Просто мне нужно кое о чем серьезно подумать. Письмо Бориса, такое важное, счастливое, необычайное для меня, в один миг перевернуло всю мою, уже ставшую привычной, хорошо налаженную жизнь. «Никуда из Воронежа не уезжай». А я уехала. «Не могу даже подумать, что в суматохе эвакуации ты где-нибудь потеряешься…» А теперь, в суматохе отступления фронта, в рукопашном бою, в наступлении, на переправе, под обстрелом или бомбежкой, разве я не могу потеряться, погибнуть? Целый вихрь мыслей и чувств кружит мне голову. Приходит даже мгновение, когда я начинаю жалеть, что получила это столь долгожданное письмо. Потому что не вижу из создавшегося положения выхода. Вернее, выход есть, но он все тот же, какой я уже выбрала.

Я должна, я обязана ехать на фронт!

Борька пишет: «…как только мы разобьем фашистов».

Да, мы.

Но мы — это я и он. Как только мы с ним разобьем фашистов, так мы встретимся и поженимся и больше уже никогда не расстанемся. Мы всегда будем вместе. Всю нашу долгую, послевоенную, мирную жизнь.

А иначе мне и счастья не нужно.

Не хочу его никакой другой ценой!

2

Я лежу на бруствере, прикрыв ладонью глаза. И думаю, думаю. Неужели Борька любит меня? Такой темнобровый, сероглазый…

Я вспоминаю его гордое, улыбчивое лицо.

Мне всегда с Борькой весело и тревожно, как будто я над пропастью прохожу. И чуть-чуть страшновато, когда он куда-то от меня «ускользает», отдаляется, остается холодным. А это бывает с ним довольно часто.

Память услужливо подсовывает один эпизод.

Борька сам пригласил меня в гости к товарищу на новоселье, в Соцгород, на левый берег реки. Мы с ним несколько опоздали. Пришли, когда все уже были тепленькими, «на взводе».

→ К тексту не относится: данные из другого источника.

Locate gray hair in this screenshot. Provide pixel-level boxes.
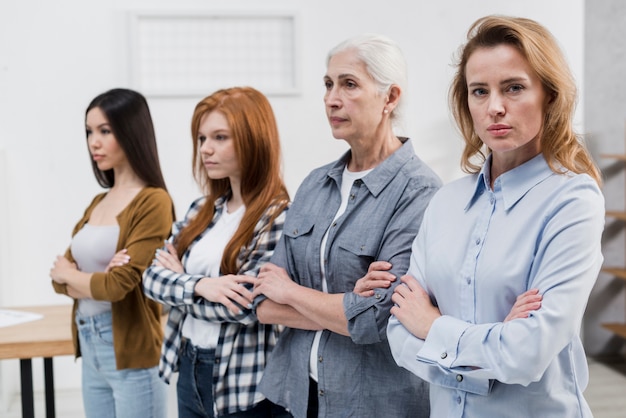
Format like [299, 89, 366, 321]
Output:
[326, 34, 408, 124]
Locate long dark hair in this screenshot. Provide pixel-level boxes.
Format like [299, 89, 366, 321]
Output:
[85, 88, 167, 190]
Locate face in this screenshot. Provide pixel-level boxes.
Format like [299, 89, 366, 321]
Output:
[198, 110, 241, 183]
[85, 107, 128, 171]
[324, 50, 386, 143]
[465, 45, 546, 160]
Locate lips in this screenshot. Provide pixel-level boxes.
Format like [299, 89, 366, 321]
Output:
[487, 123, 512, 136]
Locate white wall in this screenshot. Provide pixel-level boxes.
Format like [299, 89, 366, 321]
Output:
[0, 0, 584, 404]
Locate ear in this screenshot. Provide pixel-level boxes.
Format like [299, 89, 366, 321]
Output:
[385, 84, 402, 112]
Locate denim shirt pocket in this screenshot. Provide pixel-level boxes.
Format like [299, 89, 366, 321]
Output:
[283, 214, 315, 280]
[327, 237, 378, 293]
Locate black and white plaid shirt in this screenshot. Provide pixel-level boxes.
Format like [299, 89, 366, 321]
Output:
[143, 197, 287, 415]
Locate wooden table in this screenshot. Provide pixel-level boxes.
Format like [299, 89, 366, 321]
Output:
[0, 305, 74, 418]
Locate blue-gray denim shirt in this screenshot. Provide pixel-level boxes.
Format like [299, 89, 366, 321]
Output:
[260, 138, 441, 418]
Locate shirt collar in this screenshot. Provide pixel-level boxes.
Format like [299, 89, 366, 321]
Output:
[326, 137, 415, 196]
[465, 153, 554, 210]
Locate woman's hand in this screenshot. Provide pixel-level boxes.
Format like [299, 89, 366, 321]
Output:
[194, 274, 257, 315]
[154, 242, 185, 274]
[391, 276, 441, 340]
[504, 289, 543, 322]
[352, 261, 396, 297]
[252, 263, 299, 305]
[104, 248, 130, 273]
[50, 255, 78, 284]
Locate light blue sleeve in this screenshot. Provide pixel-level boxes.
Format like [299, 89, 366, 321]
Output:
[416, 176, 604, 385]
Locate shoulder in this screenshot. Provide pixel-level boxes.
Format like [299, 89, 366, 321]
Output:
[400, 155, 443, 190]
[540, 172, 605, 212]
[137, 187, 172, 203]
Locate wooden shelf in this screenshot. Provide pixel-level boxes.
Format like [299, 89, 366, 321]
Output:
[600, 154, 626, 161]
[602, 267, 626, 280]
[602, 322, 626, 338]
[606, 210, 626, 222]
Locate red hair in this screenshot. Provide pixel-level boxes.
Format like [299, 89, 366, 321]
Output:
[175, 87, 289, 274]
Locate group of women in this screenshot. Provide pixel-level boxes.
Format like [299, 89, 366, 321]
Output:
[50, 16, 604, 418]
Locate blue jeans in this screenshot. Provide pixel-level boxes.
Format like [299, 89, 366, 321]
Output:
[76, 312, 167, 418]
[176, 338, 291, 418]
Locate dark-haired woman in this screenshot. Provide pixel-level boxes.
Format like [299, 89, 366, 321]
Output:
[50, 89, 174, 418]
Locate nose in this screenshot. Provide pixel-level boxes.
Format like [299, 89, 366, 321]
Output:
[87, 133, 101, 149]
[324, 86, 341, 107]
[200, 138, 213, 155]
[488, 93, 506, 116]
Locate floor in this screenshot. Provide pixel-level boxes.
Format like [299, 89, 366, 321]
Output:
[0, 359, 626, 418]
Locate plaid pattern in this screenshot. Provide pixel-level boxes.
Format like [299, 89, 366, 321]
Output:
[143, 197, 287, 415]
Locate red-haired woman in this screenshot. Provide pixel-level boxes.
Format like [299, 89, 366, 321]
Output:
[143, 87, 289, 418]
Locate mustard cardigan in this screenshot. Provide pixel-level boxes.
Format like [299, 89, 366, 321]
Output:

Познакомив меня с хозяевами, Борис сразу ушел с мужчинами курить на балкон, а я осталась одна под внимательными взглядами окружающих.

— Это кем же вы Банину доводитесь? — довольно бесцеремонно спросила меня высокая, худая, неопрятного вида хозяйка.

Я пожала плечами.

Конечно, я могла бы, как Женька, отбрить ее сразу, сказав, что жена. Но с Борисом я так шутить не умела. Для этого у нас с ним чересчур «фарфоровые» отношения.

Поэтому я не ответила на вопрос.

Смущенная и неловкая, я огляделась.

Комнаты у новоселов высокие, светлые, но без мебели. Еще не успели ничего купить. Поэтому праздничный «стол» накрыт на полу. На разостланной скатерти — недопитые рюмки, остатки салата, скелеты селедок. Раскрытые банки с консервами. Цветы в вазах. А гости — кто на корточках, кто на подушках, кто прямо так, на голых досочках.

Какой-то лысый толстяк в расшитой украинской рубашке тянется с бокалом вина через всю комнату к беловолосой румяной женщине в голубом шелковом платье.